Hi,

I am new to RNA-seq and am planning on mapping to the transcriptome of Mus Musculus. However, I ran into a few questions. Can either bowtie or HISAT2 be used for mapping onto the transcriptome, or does only bowtie work for this? Also, when creating an index before alignment, instead of inputting the genome, do I just input the cDNA file? Lastly, when doing counts using HTSeq-count, do I input the same GTF file used for that of the genome?

Answering any part of the question would help.

Thanks!

EDIT: As of now, I am only interested in differential gene expression.

You are mixing-up too many things. RNA-seq can be aligned either by 1) splice aware tools like STAR or 2) by any general genome mapper if you provide the transcript fasta file (what you say cDNA file).

Can either bowtie or HISAT2 be used for mapping onto the transcriptome, or does only bowtie work for this?

From HISAT2 manual (https://ccb.jhu.edu/software/hisat2/index.shtml)

HISAT2 is a fast and sensitive alignment program for mapping next-generation sequencing reads (both DNA and RNA) to a population of human genomes (as well as to a single reference genome).

Next

Also, when creating an index before alignment, instead of inputting the genome, do I just input the cDNA file?

It depends upon whether you are mapping with splice-aware tools or general genome mapper.

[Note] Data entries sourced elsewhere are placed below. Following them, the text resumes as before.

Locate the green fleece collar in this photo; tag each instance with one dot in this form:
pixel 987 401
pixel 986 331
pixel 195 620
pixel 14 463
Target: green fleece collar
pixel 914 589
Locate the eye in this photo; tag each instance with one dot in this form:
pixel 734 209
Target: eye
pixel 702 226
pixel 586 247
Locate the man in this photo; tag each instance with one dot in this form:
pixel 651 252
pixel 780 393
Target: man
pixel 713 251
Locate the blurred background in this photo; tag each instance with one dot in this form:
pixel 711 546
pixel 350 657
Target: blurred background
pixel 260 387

Splice aware tools will need whole genome (with the gtf file of transcript that works to guide the mapping). General genome mapper will need the transcript (cDNA) fasta.

Lastly, when doing counts using HTSeq-count, do I input the same GTF file used for that of the genome?

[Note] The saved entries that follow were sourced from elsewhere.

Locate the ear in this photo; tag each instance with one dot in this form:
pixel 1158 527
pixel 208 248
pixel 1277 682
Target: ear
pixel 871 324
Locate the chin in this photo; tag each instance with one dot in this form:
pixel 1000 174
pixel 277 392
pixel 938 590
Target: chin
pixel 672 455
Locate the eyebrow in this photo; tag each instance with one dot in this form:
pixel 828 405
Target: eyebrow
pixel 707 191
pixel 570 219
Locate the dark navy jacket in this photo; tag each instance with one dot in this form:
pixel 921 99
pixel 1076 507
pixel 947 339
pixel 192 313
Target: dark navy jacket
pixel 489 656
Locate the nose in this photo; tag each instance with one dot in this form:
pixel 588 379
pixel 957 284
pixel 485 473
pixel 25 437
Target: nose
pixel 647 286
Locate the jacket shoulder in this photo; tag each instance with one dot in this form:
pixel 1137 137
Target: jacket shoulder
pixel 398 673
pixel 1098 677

The gft -file tells you where the genes/transcripts are. So sure, you are going to use the same gtf as genome.

HISAT2 can probably be cajoled into aligning to the transcriptome directly, but it is designed to perform spliced read alignment to the genome directly. Bowtie2, on the other hand, is designed to map reads continuously to the indexed reference. It just happens to be particularly good at dealing with multi-mapping reads, which is why people like using it to align to the transcriptome. However, if you're interested in doing quantification with a known transcriptome in a generally well-annotated organism like mouse, I'd recommend doing quantification of the transcripts directly (e.g. using Salmon). If you then want to do DE, this can be followed with something like tximport to get results into your favorite DE tool (e.g. DESeq2, EdgeR, limma-voom).

Also you need to be clear on what type of differential expression you are interested in. Namely, gene or transcript level expression. For transcript level, I've had good experiences with kallisto and RSEM.